While Miley Cyrus has been dancing around naked, licking sledgehammers and generally stirring up controversy, Swift has maintained her image as America’s sweetheart. She is a sex symbol without the sex and a refreshing foil to the handful of other young women who made the transition from teen star to icon in a much less reserved fashion. She dresses fashionably but much more conservatively than her peers in the music industry, yet Swift has won over and held onto the affection of America by desexualizing celebrity culture. However, while she tugs at the world’s heartstrings by crooning about being on the receiving end of heartbreak, Swift is creating a problematized feminist message.
Swift is careful to paint herself as the girl next door: quirky, wholesome and yet very vulnerable. She isn’t simply desexualized; she goes as far as to shame other girls who are less reserved sexually with lyrics like “She’s better known from the things that she does on the mattress” from “Better Than Revenge.” With the exception of a few of her more direct songs like “Dear John,” which explicitly addresses a past love connection, most of her songs show a helpless passivity towards men. Her songs about heartbreak can be empowering and promote confidence in independence, but they simultaneously reflect a very strong dependence on men and a lack of self-critique. Swift’s breakup songs give conflicting messages about independence and dependence because she finds herself back in another relationship as soon as the last one ended. One moment it is “We Are Never Ever Getting Back Together” and the next she is “Back to December,” going back and blaming herself for the break up.

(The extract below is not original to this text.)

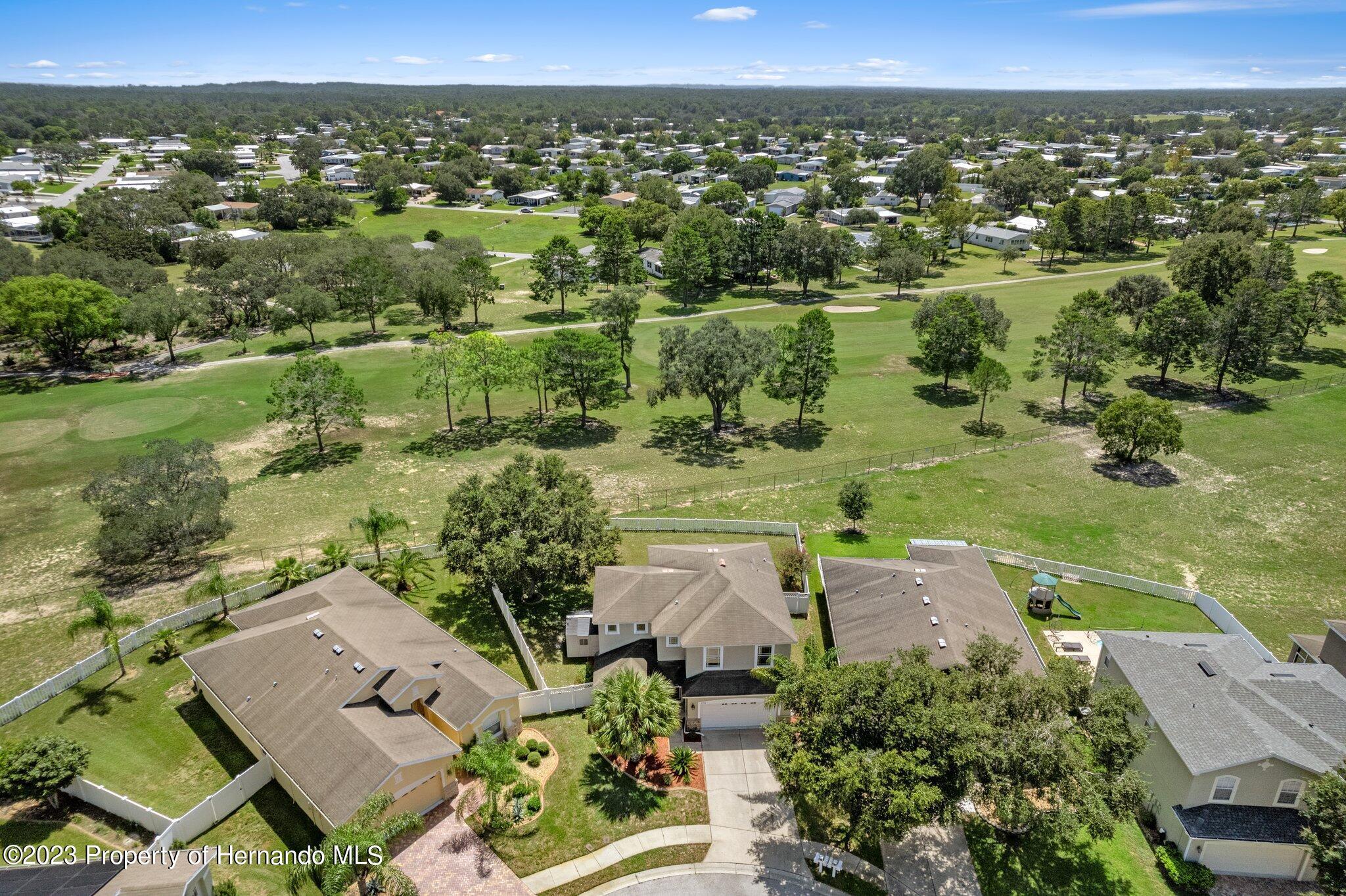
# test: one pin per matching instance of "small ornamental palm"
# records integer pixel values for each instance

Swift’s music appeals to the shared emotions of heartache and jealousy, but in such a way that teaches young girls that their womanhood is defined by the men who drag them along in love.
Nothing about Swift’s music is inherently bad. Her songs are relatable by appealing to emotions and have upbeat tunes that are catchy and singable. Her songs assume that her audience has felt things similar to what she has felt, and she is quite often right. Where this becomes problematic is that in her popularity, she has made these shared experiences an ideal. If Swift were the only singer in the world, you would think that everyone breaks up from his or her heterosexual partner every other week. Taylor’s relative purity in the pop spotlight offers just one voice and cannot be made into an ideal. Swift is successful by using the sentiments of relationships and suppressing sex, but sex does not need to be suppressed. By elevating herself as a figure of purity in the music industry, she is implicitly slut-shaming her peers. Perhaps coupled with more blatantly sexualized pop stars, Swift provides good messages of more innocent subject matter, but by herself she creates a desexualized ideal for girls. Without a sexually liberated Miley or a strong-and-stable Beyoncé to counterbalance Swift’s influence, Swift’s audience would be led to believe that the Taylor Swift prototype is the ideal woman.